Fernando H. Cardoso conclui que:

A “Pax Oligárquica” só vai ser quebrada a partir de meados dos anos 20 quando aquele frágil equilíbrio conseguido no princípio do século vai se romper; Júlio Prestes, filho da fina flor da oligarquia paulista e presidente eleito numa eleição ao modo oligárquico foi derrubado em 1930 devido ao fim da antiga ordem das coisas.

A burguesia brasileira, como analisa FHC, pareceu à esquerda estar disposta a aceitar uma suposta “tarefa histórica”de levar a uma ‘revolução agrária’ e conter a ‘penetração imperialista’. Existem, constata o autor, obstáculos estruturais, conjunturais e culturais para que se cristalize um ponto de vista na burguesia nacional capaz de dar-lhe consciência de seus ‘interesses verdadeiros’, definidos como aqueles que seriam coincidentes com as idéias do desenvolvimento auto-sustentado e da ‘aliança desenvolvimentista’. Estas camadas não tinham bastante ‘consciência de classe’ e eram agricultores que partiram para empreendimentos industriais, isto é, tinham recentemente se tornado da classe ‘capitalista burguesa’; senão, eram imigrantes enriquecidos no país.
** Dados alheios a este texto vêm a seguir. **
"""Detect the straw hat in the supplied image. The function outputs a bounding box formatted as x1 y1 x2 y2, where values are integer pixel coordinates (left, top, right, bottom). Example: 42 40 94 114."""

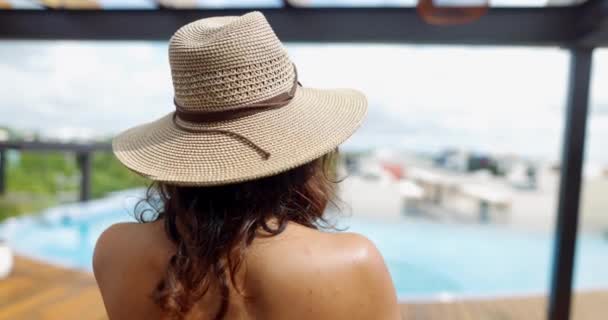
113 12 367 186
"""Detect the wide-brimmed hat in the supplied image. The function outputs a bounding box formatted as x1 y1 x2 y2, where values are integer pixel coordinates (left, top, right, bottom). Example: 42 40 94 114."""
113 12 367 186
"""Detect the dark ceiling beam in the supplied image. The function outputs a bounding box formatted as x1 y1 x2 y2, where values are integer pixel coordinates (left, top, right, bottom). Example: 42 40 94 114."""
578 0 608 47
0 6 594 46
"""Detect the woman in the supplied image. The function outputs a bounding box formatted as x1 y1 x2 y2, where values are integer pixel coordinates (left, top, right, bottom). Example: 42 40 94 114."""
93 12 399 320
Em decorrência desta sua estrutura histórica a burguesia nacional (industrial e agrária) não tinha a consciência de uma ‘tarefa histórica’.

A presença desta burguesia na vida nacional é fato, e é inegável-ela se faz presente tanto na vida política quanto econômica.
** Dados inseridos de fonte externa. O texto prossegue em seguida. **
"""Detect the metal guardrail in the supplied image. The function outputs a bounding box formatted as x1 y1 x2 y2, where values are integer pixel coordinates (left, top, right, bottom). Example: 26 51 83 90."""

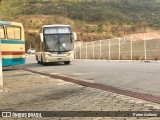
74 36 160 60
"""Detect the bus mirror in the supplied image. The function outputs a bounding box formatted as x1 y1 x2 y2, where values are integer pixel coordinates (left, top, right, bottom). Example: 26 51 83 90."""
72 32 77 41
40 33 44 42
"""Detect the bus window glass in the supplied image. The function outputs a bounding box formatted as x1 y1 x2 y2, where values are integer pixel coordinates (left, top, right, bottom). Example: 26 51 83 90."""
7 26 21 40
0 26 4 39
45 35 73 52
44 27 71 34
Houve aqui um processo de acumulação capitalista. Há dados relativos que indicam que este processo efetivamente se deu. Os setores industriais nacionais se constituíram de forma que existiam algumas possibilidades de uma ação autônoma e de definição de objetivos que tenham como base a idéia de um desenvolvimento controlado pelo setor privado nacional. Mas nada assegurava que estes objetivos viessem a se definir em função de uma ideologia nacional-desenvolvimentista seja o caminho exclusivo que una a ação nacional-burguesa a seus ‘interesses verdadeiros’.

Importantes setores industrial-financeiros nacionais articularam o golpe de 64 e assim atuaram tendo por objetivo “uma política de desenvolvimento que permitisse inversões e marginasse as forças populares do sistema de decisões, como condição básica para acelerar a formação interna de capitais e assegurar seu controle através de grandes unidades produtivas monopólicas: estrangeiras, nacionais e, eventualmente, estatais.
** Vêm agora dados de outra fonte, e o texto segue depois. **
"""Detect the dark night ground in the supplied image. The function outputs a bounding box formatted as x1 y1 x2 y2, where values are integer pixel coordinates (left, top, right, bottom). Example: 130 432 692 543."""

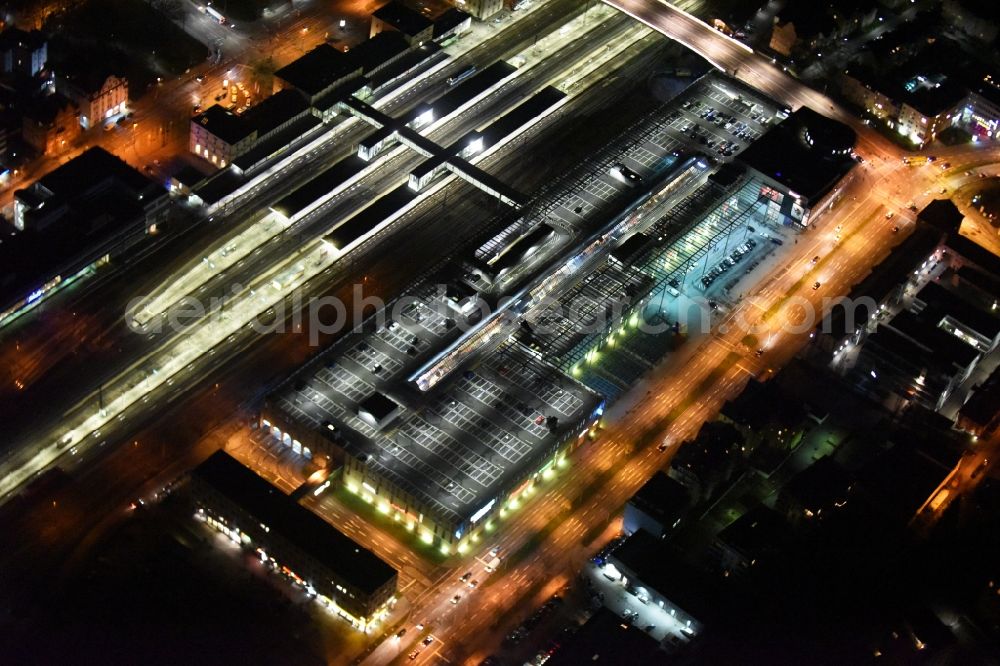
0 500 332 665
A partir de 64, a idéia de desenvolvimento passou a ser solidária com os monopólios externos e a interdependência disso subseqüente. A burguesia nacional já não existe, portanto, como um conjunto.

“É forçoso concluir, portanto, que a política de desenvolvimento baseada no impulso dinâmico do setor industrial financeiro da burguesia nacional chegou a seu termo, sem que isto signifique necessariamente que a burguesia industrial venha a estar excluída dos novos sistemas de aliança. Em qualquer hipótese, contudo, cumprirá um papel subordinado na condução do processo de desenvolvimento: como caudatária dos grandes grupos monopólicos, ou como dependente do setor público, no caso de uma eventual alternativa que leve a uma política econômica independente. No primeiro caso, talvez seja logrado o desenvolvimento industrial, mas a hegemonia burguesa, em termos nacionais, terá passado para o museu das ideologias e com ela a idéia de economia independente. No segundo caso, quiçá se alcance o desenvolvimento nacional, mas a burguesia como força político-social pertencerá à história do desenvolvimento social.”

Conclui Fernando Henrique Cardoso que:

“A política de desenvolvimento baseada no impulso dinâmico do setor industrial financeiro da burguesia nacional chegou a seu termo, sem que isto signifique necessariamente que a burguesia industrial venha a estar excluída dos novos sistemas de aliança. Em qualquer hipótese, contudo, cumprirá um papel subordinado na condução do processo de desenvolvimento:como caudatária dos grandes grupos monopólicos, ou como dependente do setor público, no caso de uma eventual alternativa que leve a uma política econômica independente. No primeiro caso, talvez seja logrado o desenvolvimento industrial, mas a hegemonia burguesa, em termos nacionais, terá passado para o museu das ideologias e com ela a idéia de economia independente.